Director: Kurt Wimmer
Year:
2002
Rating: 7.0

This film died a quick death when it came out at the box office under an avalanche of bad reviews. Twenty-years later it has gained some traction and a large fan base and is often considered a big influence on John Wick. I don't know if this is true as it came fourteen years before Wick, but the action certainly could have done so. And there is a dog that plays a central role in the film. It doesn't really matter, I guess. This film hits cool with a hammer. Every part of it from the set designs to the outfits, the architecture (Berlin), the gun play and the sci-fi pretensions. Director Kurt Wimmer keeps it lean and mean spending only a minute upfront to explain the world we are about to enter. There has been a third World War that has nearly wiped-out mankind - and to make sure this never happens again, the inhabitants of Libria are forced to take a daily injection of a drug that inhibits all emotions. Love, hate, jealousy and a desire for chocolate are gone. A world where everyone just goes about doing their job. Of course, there are always the whiners who think emotions are a good thing. Who want to feel. Happiness, sadness, loneliness. Anything as long as you are feeling something.



These people are of course dangerous. Aren't we better off without emotions? You get married, have children but feel nothing towards them. They are units valuable to society. A police force is necessary to keep these people in line. By killing them - incinerating them.  It is for the good of society. All they have to do is take an injection every day. Is that asking so much? The best of the police reach the rank of Cleric - the ones who don't even show emotion when their wives are hauled away and executed for displaying emotion. Crying is a crime and a sure giveaway that you are not taking your drug. Maybe I could finally watch The Best Years of Our Lives without tearing up when March comes home to Myrna Loy. The top Cleric is John Preston (Christian Bale) who even kills his partner when he finds him reading Keats. Can you blame him? Keats?

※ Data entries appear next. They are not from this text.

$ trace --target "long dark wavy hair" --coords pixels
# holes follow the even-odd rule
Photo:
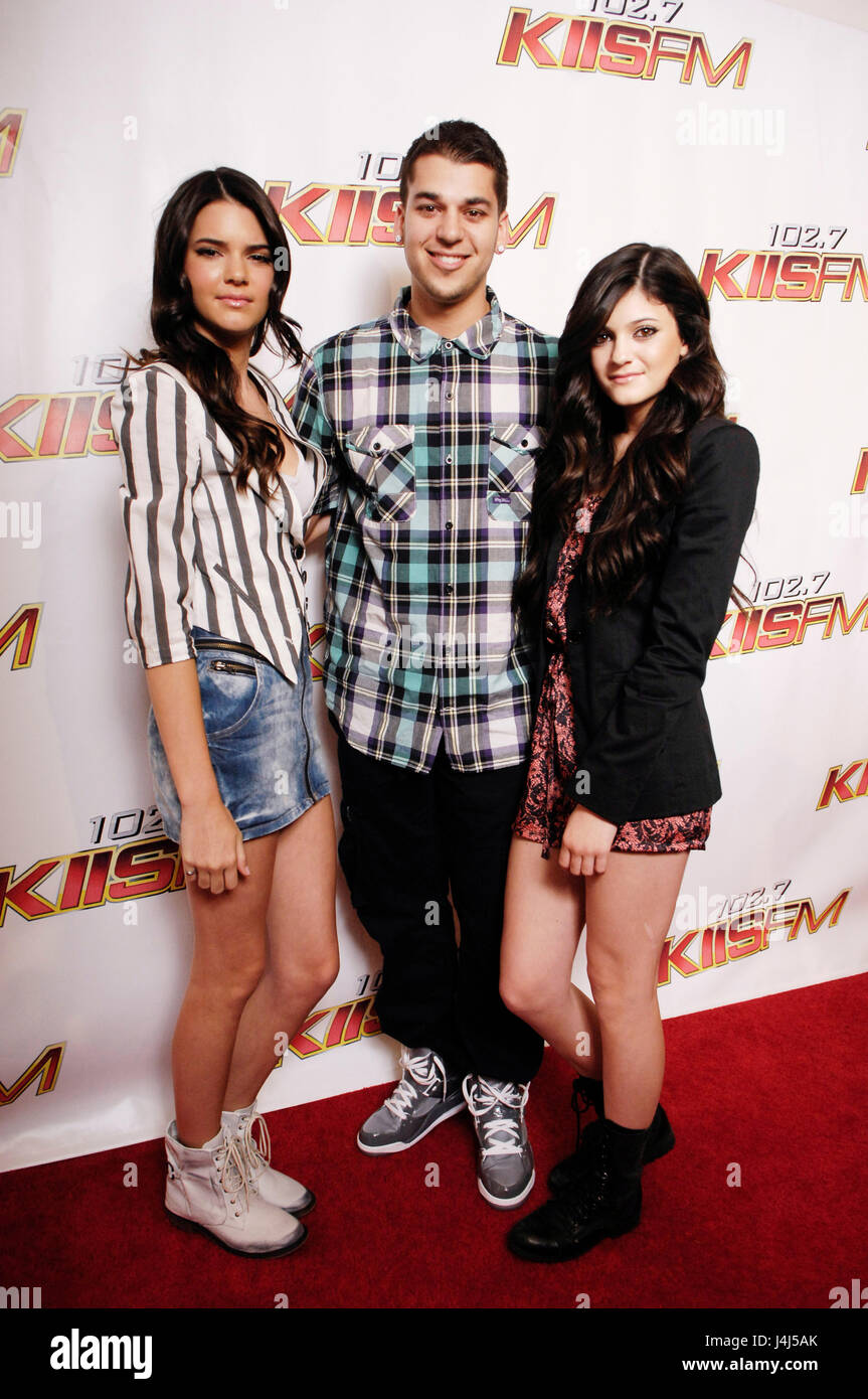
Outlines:
[[[688,353],[672,369],[639,432],[615,464],[623,411],[604,393],[591,348],[622,297],[637,287],[672,312]],[[611,611],[639,588],[663,547],[658,520],[683,490],[688,432],[723,414],[724,372],[710,336],[709,302],[671,248],[629,243],[597,263],[579,288],[559,341],[549,436],[537,471],[528,558],[514,602],[523,623],[538,627],[547,554],[566,532],[584,495],[607,495],[607,515],[583,554],[591,616]]]
[[[243,491],[250,473],[256,471],[263,490],[270,492],[284,460],[281,435],[277,425],[245,413],[236,403],[238,383],[232,361],[221,346],[196,327],[196,308],[185,274],[196,217],[205,204],[217,200],[231,200],[250,210],[259,220],[274,259],[268,311],[253,332],[250,354],[254,355],[261,348],[270,330],[284,360],[292,364],[302,360],[303,350],[296,334],[299,325],[281,313],[281,302],[289,285],[289,245],[284,227],[256,180],[225,165],[215,171],[201,171],[185,180],[162,211],[154,243],[151,298],[151,330],[157,348],[141,350],[131,360],[140,367],[162,362],[180,369],[235,448],[238,490]]]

But then one day Preston breaks his drug capsule and skips it for a day. And has dreams. And begins to feel things. Beethoven's Ninth makes him weep - that I understand - and he can't kill a puppy. How hard can that be. Just ask Kristi Noem. He has to hide those emotions, but it feels good to feel. Freedom. Liberation. And one taste of freedom turns him into a freedom fighter. And in some wizardly action scenarios he kills them by the dozens with Gun Kata - a unique martial skill that allows one to dodge bullets and shoot everyone while doing it. Of course, Chow Yun-fat was doing that years before, but this was an American film and it felt new and fresh. Wimmer went on to make Ultraviolet after this - another sci-fi film just as pretentious and cool looking. I think it is pretty good, most others would disagree. In this also are Sean Bean, Taye Diggs and Emily Watson. The main problem with this film is that it feels like you have taken a shot of the drug because on an emotional level none of this hits home except for the cool factor.